【ちゅらしま】奄美写真ナイト!その2


もうひとつ、
忘れてはならないのが、
島尾伸三さん潮田登久子さんのトーク。

 この不思議な眺めは、
 よほどのことがない限り変わることはなさそうで
 建物のひとつひとつが、欲と涙の結晶体のはずで
 ですからどことなくもの悲しいのです。
 食べるために生き、生きるために食べ、そのまま
 充足できる充分な人格が備わっていない私の不幸。

 他人が欲望を具体的に獲得する様が羨望を生み、
 羨望の具体化が羨望の的になり、
 そうやって欲望を再生産する状態が生まれ、
 他人の欲望が自分の欲望になってしまうのです。
 この繰り返しが産み出す欲望の循環と増長が、
 醜くも実は、人類の歴史の原動力なのかもしれません。

              (島尾伸三 「東京~奄美 損なわれた時を求めて」抜粋)

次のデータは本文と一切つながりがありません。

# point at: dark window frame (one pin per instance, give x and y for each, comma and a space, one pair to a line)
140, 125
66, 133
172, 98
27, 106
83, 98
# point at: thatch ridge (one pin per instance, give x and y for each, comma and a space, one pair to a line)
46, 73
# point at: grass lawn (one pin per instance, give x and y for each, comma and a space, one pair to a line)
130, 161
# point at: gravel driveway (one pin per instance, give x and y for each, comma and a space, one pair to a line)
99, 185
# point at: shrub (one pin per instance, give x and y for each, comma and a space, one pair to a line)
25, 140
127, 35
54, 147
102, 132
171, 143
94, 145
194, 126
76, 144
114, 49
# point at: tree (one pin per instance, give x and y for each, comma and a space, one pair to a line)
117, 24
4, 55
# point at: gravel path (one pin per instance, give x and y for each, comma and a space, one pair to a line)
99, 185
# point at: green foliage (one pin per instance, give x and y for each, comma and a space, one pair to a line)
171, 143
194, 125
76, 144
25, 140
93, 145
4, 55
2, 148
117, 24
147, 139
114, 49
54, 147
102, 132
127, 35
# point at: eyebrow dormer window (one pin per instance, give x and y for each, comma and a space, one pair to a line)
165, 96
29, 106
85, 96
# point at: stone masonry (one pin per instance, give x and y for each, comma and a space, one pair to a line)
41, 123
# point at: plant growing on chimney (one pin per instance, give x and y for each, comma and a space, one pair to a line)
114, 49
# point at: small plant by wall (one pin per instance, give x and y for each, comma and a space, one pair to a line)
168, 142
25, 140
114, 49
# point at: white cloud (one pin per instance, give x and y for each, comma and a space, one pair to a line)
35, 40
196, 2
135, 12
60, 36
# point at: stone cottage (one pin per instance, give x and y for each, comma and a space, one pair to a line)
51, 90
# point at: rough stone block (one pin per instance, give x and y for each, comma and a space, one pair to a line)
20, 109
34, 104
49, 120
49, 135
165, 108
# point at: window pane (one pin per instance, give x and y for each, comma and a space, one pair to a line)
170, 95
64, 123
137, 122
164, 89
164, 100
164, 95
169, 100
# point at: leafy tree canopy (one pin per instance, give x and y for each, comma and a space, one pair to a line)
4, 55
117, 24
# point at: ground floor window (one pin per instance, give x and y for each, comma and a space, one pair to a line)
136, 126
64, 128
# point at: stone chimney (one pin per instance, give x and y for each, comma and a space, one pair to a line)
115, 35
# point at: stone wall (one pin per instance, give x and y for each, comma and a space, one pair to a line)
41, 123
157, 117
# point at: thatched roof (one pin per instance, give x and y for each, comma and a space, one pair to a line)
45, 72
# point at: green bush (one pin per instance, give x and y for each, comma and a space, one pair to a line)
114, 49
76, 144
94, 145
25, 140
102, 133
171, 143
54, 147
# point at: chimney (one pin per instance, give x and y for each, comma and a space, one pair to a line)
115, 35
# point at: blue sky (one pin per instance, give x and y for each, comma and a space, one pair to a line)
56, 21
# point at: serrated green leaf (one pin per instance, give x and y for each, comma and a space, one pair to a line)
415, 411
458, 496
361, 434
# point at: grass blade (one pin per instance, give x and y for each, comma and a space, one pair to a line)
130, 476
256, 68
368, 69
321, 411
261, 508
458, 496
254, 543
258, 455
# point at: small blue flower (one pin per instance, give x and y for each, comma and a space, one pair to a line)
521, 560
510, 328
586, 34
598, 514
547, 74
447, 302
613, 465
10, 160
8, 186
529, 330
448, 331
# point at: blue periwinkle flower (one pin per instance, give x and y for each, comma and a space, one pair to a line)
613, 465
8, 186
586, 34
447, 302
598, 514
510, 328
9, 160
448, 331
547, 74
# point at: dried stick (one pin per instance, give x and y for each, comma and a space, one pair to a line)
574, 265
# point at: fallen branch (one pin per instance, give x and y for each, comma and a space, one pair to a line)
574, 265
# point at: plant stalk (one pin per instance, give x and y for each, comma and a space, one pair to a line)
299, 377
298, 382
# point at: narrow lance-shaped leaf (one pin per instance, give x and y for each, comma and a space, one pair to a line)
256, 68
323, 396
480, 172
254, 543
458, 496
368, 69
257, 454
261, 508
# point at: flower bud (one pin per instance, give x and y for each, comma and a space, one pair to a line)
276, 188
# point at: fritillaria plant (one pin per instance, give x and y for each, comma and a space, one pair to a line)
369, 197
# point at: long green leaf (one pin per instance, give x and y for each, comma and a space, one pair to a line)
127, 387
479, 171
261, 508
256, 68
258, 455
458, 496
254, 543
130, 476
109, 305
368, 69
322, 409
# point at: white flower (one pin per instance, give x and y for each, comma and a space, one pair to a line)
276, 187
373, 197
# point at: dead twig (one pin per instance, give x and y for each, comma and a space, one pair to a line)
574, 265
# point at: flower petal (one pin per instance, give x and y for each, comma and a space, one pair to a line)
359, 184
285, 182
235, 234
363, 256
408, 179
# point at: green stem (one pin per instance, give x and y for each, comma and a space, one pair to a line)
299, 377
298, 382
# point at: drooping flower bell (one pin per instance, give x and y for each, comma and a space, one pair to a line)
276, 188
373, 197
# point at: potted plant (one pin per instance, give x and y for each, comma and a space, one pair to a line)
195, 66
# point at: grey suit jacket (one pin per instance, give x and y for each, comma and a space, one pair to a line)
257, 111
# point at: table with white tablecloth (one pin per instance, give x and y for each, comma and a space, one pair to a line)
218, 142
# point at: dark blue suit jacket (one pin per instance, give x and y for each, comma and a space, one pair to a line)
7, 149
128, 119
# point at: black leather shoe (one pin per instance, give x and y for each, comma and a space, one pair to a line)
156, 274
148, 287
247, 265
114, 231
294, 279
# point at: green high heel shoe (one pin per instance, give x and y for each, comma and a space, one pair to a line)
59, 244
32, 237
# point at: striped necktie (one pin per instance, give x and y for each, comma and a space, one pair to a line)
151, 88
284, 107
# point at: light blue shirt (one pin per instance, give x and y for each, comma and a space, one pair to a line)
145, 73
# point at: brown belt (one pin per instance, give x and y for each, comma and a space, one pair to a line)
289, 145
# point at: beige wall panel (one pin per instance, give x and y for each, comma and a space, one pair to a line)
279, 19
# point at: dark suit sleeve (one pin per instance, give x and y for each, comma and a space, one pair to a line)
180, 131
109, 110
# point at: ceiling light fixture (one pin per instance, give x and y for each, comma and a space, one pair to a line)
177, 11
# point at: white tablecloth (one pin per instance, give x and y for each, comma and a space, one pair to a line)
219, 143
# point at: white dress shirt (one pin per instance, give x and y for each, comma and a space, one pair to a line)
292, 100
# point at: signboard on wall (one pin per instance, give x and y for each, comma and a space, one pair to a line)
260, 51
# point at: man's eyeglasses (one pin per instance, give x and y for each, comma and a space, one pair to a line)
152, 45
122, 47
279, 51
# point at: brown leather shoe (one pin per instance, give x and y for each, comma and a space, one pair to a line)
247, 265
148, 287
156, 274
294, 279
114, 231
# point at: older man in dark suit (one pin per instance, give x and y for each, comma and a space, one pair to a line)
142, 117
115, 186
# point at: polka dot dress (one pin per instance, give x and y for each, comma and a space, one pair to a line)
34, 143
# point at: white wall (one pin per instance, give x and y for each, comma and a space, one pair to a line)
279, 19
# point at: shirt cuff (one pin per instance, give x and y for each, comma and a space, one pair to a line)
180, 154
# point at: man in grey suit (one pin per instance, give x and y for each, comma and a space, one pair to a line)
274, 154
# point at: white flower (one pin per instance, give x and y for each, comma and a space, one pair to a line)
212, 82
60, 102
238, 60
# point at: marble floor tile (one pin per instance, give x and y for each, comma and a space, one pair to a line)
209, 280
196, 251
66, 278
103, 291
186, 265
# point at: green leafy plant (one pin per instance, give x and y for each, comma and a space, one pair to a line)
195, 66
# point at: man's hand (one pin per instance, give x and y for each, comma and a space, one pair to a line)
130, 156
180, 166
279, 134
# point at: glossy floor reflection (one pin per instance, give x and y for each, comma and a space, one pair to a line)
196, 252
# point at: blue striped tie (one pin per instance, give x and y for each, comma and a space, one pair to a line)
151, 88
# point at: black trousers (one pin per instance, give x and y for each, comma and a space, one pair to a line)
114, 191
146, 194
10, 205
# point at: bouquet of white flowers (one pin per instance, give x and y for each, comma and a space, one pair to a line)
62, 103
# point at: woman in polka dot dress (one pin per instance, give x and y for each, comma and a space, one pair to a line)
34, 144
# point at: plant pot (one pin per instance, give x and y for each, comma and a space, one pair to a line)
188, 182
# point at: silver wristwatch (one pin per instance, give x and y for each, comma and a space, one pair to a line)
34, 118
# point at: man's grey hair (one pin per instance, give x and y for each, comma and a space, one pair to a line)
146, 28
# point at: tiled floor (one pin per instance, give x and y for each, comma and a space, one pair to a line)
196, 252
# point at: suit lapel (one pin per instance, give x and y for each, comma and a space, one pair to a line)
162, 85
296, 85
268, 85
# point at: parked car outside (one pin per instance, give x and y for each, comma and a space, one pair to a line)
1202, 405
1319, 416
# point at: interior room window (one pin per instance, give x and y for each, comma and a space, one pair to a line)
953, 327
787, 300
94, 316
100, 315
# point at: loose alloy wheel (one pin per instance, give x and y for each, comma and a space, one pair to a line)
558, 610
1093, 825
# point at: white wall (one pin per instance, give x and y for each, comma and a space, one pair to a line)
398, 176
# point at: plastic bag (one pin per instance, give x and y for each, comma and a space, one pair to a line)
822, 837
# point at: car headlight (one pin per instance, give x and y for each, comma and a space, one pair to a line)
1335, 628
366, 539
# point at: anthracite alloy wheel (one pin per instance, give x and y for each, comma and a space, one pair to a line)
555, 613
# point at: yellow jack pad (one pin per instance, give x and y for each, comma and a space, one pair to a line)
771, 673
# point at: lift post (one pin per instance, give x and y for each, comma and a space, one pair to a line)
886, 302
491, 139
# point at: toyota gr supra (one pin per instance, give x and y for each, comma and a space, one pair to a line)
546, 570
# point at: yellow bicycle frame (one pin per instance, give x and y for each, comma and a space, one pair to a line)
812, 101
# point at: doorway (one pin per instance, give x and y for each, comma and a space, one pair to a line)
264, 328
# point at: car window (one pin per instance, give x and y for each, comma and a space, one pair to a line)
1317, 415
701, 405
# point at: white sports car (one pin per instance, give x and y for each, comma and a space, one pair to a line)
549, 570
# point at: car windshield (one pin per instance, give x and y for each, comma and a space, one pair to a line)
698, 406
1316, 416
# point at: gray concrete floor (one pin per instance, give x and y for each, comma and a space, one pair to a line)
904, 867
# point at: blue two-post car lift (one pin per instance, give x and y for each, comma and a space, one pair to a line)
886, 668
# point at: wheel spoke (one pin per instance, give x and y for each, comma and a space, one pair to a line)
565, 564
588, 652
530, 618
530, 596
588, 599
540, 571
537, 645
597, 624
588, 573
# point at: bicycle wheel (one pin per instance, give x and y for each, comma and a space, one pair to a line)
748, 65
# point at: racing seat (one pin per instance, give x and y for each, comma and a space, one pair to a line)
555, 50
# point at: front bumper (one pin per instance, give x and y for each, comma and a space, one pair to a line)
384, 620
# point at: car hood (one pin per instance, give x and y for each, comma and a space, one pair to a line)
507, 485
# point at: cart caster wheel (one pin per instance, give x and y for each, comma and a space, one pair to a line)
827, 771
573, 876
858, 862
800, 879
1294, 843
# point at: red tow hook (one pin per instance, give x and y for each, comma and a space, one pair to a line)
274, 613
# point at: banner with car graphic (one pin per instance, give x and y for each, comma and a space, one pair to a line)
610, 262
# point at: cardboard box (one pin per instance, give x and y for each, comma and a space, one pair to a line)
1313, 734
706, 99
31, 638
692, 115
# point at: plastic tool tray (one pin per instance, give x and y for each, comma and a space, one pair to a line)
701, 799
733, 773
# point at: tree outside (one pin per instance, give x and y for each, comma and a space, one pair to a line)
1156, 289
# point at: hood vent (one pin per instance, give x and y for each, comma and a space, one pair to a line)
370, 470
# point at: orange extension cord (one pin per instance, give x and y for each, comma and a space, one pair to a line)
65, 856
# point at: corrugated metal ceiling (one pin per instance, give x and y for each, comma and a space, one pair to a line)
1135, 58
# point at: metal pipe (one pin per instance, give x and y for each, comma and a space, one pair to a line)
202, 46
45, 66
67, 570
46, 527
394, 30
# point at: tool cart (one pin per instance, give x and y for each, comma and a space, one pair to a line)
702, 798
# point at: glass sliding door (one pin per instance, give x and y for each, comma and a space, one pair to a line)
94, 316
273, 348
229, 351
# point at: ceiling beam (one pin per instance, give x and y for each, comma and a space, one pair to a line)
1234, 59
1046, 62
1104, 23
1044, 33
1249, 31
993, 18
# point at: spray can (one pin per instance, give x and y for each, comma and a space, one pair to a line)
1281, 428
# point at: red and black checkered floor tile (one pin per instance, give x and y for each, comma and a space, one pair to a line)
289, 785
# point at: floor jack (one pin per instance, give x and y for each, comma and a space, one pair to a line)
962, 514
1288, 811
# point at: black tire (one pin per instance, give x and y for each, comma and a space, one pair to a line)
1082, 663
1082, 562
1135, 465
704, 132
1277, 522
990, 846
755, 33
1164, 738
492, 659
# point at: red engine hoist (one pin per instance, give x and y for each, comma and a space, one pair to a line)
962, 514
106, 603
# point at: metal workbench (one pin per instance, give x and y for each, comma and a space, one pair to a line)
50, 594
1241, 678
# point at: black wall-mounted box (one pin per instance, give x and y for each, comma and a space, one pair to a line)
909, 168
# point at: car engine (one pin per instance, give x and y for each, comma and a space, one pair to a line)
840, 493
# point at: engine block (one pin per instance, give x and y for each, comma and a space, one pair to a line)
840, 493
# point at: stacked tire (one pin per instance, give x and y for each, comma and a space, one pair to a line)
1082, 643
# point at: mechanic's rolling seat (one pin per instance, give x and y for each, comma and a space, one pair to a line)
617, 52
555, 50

文章の丁寧な語り口調や遠慮気味なフレーミングの写真とは裏腹に
島尾さんのトークは、すべてが剥き出しで、ストレート。

特に「古き奄美大島の時間の流れ」を語る時は、
父親の面影が見え隠れするのか、
50年前の島尾さんがその垣根から顕れるようで、
話す内容すべてが面白く、楽しい時間を過ごすことが出来た。

沖縄と奄美がここまで近しい存在だったとは。

「島唄」という表現も実は部落を意味する「シマ」が語源で、
その響きを沖縄のアナウンサーが持ち帰り、
それをBOOMの宮沢が唄にすることで、沖縄に定着した言葉。

そういった歴史の一端に触れられるだけで、
目の前に広がる風景が意義深いものになる。

邁進するだけでなく、省みる。
その行為のきっかけは、歴史を知ること。

島尾敏雄、島尾ミホ、島尾伸三、潮田登久子、しまおまほ…。
その家系の流れを知り、著作に触れ、人柄に触れ…
堆く積まれた時間の重みを知る。

表層の事象だけでは決して知ることのできない
含蓄のある物語。

過去を知ることで、人間はもっともっと思慮深い生き物になる。
そんなスタンスの島尾夫妻と直に接することが出来て、
この上ない幸せを感じることが出来た。

      ●

島尾さん、坪山さん、
共にのっぴきならない業を抱え、
真っ正面からそれを捉え、生きている。

40歳からの再出発も悪くはない…
そんな勇気をもらった「奄美写真ナイト」だった。